Students rebuff 'insulting' new offer

March 12, 2004

The view of the student as customer is driving up legal costs, reports Phil Baty

A six-figure compensation claim continues to hang over Oxford Brookes University after a group of up to 28 former osteopathy students rejected a second offer to settle.

The students, who are claiming up to £25,000 each because the university failed to gain professional accreditation for its four-year osteopathy degree, rejected the latest offer of ex gratia payments of up to £5,000, with the chance to negotiate on amounts individually.

Graham McAnuff, a former Oxford Brookes student representing the students, described the second offer as insulting, despite the inclusion of the chance to negotiate, as there was no change to the sum offered earlier.

"What makes the university think the students would accept the same offer that was rejected previously?" he said. He added that the students had secured legal funding and that they had put the matter in the hands of lawyers.

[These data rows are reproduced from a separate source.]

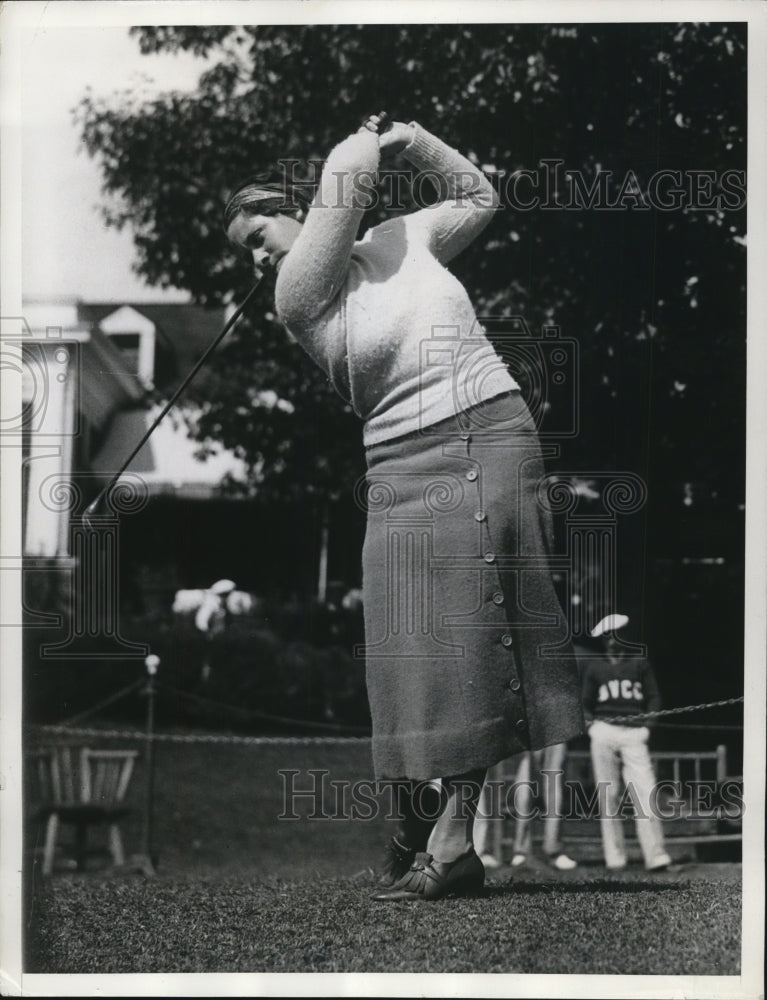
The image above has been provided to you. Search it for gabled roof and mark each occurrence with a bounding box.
[77,301,225,388]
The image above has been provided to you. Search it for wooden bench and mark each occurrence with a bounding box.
[28,746,139,875]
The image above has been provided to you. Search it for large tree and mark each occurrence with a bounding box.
[78,23,747,676]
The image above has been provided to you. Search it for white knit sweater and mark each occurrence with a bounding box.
[276,123,517,446]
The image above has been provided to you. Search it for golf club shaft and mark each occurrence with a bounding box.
[85,274,263,518]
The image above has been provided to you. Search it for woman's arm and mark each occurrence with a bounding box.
[275,129,380,334]
[396,122,500,264]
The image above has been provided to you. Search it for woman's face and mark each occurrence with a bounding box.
[226,209,301,270]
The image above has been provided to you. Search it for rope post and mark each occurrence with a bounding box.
[143,653,160,874]
[716,743,727,785]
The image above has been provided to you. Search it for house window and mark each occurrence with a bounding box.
[109,333,141,375]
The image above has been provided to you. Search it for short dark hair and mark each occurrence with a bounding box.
[224,170,314,230]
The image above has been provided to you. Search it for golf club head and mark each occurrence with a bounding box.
[82,490,106,531]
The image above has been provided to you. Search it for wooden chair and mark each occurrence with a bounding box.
[30,746,138,875]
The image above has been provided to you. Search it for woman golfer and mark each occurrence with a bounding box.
[225,115,583,900]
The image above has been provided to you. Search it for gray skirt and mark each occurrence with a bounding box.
[363,391,583,780]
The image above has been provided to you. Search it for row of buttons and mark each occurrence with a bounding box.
[460,432,527,736]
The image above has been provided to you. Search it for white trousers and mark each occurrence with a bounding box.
[474,743,567,855]
[589,720,671,869]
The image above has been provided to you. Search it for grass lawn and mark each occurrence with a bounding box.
[26,743,741,975]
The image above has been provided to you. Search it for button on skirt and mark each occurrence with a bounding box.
[363,391,583,780]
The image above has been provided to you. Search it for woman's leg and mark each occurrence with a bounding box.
[426,768,487,863]
[373,768,486,902]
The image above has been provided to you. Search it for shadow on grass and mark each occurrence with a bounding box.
[483,879,687,896]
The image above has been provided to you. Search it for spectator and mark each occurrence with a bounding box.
[583,614,671,871]
[474,743,578,871]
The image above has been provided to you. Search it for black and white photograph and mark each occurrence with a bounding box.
[0,0,767,1000]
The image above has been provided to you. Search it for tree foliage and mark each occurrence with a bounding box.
[77,23,746,551]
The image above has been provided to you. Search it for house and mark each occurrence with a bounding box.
[18,300,245,618]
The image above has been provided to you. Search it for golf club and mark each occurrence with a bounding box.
[82,272,263,531]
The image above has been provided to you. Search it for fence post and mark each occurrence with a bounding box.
[143,653,160,874]
[716,743,727,784]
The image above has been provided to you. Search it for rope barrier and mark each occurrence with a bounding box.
[601,695,744,722]
[31,725,370,746]
[54,678,144,726]
[30,692,744,746]
[164,684,368,733]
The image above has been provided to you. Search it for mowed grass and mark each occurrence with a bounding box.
[27,743,741,975]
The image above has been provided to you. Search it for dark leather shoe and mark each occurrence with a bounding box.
[380,836,417,885]
[373,848,485,902]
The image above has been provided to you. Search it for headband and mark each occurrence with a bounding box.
[224,174,311,229]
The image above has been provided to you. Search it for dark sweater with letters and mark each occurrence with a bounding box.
[583,656,661,726]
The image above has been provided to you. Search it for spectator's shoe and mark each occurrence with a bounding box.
[546,854,578,872]
[373,847,485,903]
[380,836,416,885]
[647,854,681,872]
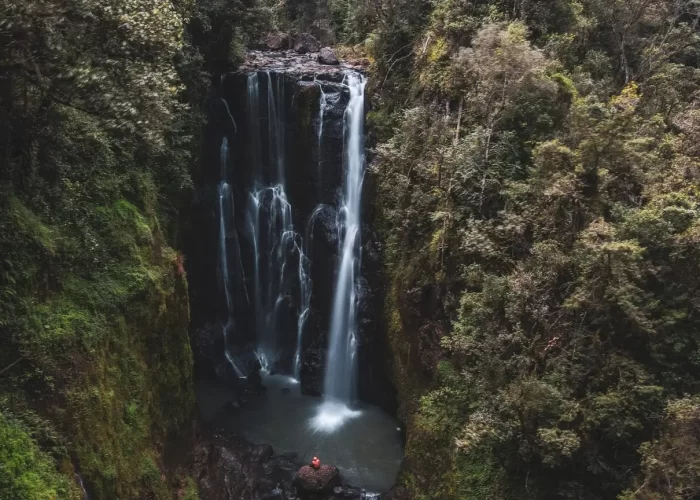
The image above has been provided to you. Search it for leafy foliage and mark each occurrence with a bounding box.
[370,0,700,499]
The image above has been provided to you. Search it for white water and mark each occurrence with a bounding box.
[218,137,245,377]
[75,472,90,500]
[311,74,365,432]
[247,72,311,378]
[316,82,328,190]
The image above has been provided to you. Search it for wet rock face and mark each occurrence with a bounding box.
[318,47,340,66]
[294,465,340,498]
[236,49,369,82]
[193,437,297,500]
[294,33,321,54]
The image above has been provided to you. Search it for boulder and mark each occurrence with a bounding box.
[293,465,340,495]
[294,33,321,54]
[265,33,290,50]
[318,47,340,66]
[192,437,295,500]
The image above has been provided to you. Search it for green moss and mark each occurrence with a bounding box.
[0,412,80,500]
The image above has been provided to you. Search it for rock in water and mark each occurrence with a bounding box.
[293,465,340,494]
[294,33,321,54]
[265,33,290,50]
[318,47,340,66]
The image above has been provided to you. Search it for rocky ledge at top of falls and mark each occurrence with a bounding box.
[236,50,368,81]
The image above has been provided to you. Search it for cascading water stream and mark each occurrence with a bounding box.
[312,74,365,432]
[294,205,326,380]
[218,137,245,377]
[247,71,311,378]
[201,69,403,494]
[316,81,328,194]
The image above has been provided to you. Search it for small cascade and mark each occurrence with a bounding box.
[248,185,296,371]
[75,472,90,500]
[265,71,285,183]
[218,137,245,377]
[294,205,326,380]
[312,74,365,432]
[316,81,328,193]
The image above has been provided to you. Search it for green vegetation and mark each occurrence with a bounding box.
[364,0,700,499]
[0,0,268,500]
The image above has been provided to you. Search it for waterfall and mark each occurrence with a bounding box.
[316,82,328,193]
[247,71,311,378]
[218,137,245,377]
[294,205,326,380]
[74,472,90,500]
[312,74,365,431]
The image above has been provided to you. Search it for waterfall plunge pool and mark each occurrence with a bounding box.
[197,374,404,493]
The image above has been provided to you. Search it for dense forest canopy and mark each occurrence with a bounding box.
[368,0,700,499]
[0,0,700,500]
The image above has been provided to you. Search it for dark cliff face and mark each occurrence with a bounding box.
[183,57,395,412]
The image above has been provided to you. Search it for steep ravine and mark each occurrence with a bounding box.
[187,52,402,498]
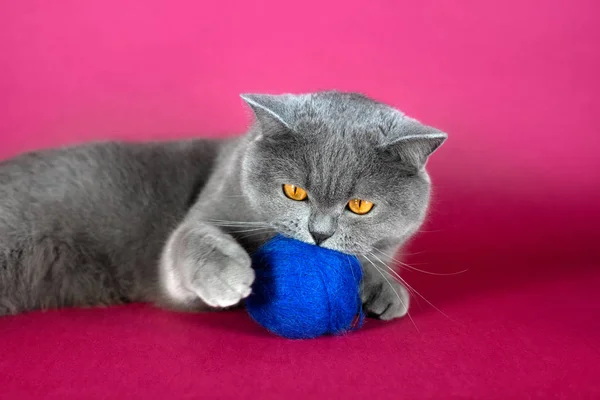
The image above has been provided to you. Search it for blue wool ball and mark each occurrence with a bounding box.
[246,236,363,339]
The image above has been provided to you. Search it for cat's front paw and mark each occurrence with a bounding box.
[361,278,410,321]
[161,225,254,309]
[189,236,254,307]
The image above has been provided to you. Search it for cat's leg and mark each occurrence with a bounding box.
[360,259,410,320]
[158,221,254,310]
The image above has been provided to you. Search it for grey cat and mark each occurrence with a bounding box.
[0,91,446,320]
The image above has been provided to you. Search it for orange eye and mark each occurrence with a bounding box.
[348,199,373,215]
[283,183,308,201]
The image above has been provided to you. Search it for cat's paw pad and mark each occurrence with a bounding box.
[361,279,410,321]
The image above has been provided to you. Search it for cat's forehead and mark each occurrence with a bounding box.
[289,92,400,136]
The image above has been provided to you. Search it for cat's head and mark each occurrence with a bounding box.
[242,92,446,254]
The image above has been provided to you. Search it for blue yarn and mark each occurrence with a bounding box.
[246,236,363,339]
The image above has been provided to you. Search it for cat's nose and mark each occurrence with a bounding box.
[310,231,333,246]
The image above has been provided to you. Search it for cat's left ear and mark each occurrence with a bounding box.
[380,118,448,170]
[240,94,295,134]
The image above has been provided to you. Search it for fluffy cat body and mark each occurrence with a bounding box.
[0,92,446,319]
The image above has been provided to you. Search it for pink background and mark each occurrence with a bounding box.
[0,0,600,398]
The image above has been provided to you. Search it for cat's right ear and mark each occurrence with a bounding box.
[240,94,294,136]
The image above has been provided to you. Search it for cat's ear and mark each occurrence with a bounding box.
[240,94,295,134]
[380,118,448,170]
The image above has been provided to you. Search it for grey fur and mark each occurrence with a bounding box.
[0,92,446,319]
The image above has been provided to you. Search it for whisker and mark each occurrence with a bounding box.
[369,252,417,297]
[372,247,469,276]
[371,253,456,322]
[364,256,421,333]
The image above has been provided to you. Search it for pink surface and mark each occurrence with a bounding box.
[0,0,600,399]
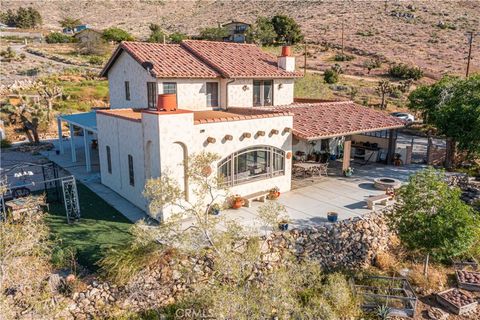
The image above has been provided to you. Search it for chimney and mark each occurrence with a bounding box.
[278,46,295,72]
[157,93,177,111]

The offer was particularly disappointing, he said, given that the claim - that the university had breached its duty of care and contractual obligations towards the students - was supported by an independent review last month.

The students had initially complained to the university, but this was rejected by an internal complaints hearing. The university argued that professional accreditation from the General Osteopathic Council was not a legal requirement when the students enrolled in 1998 and 1999. It claimed it had merely said it would seek accreditation, which it had.

The university made its first offer to the students on the understanding that it was not accepting liability and that the students would drop their case. Each student in the 1998 cohort was offered £5,000 to reflect the 17 months of additional study it had taken them to gain professional recognition, while the 1999 cohort was offered £2,5 each.

A spokesman for the university said that none of the students had informed the university of any decision to refer the matter formally to lawyers. He said the university remained committed to reaching a conclusion on the matter and was open to discussion with the students.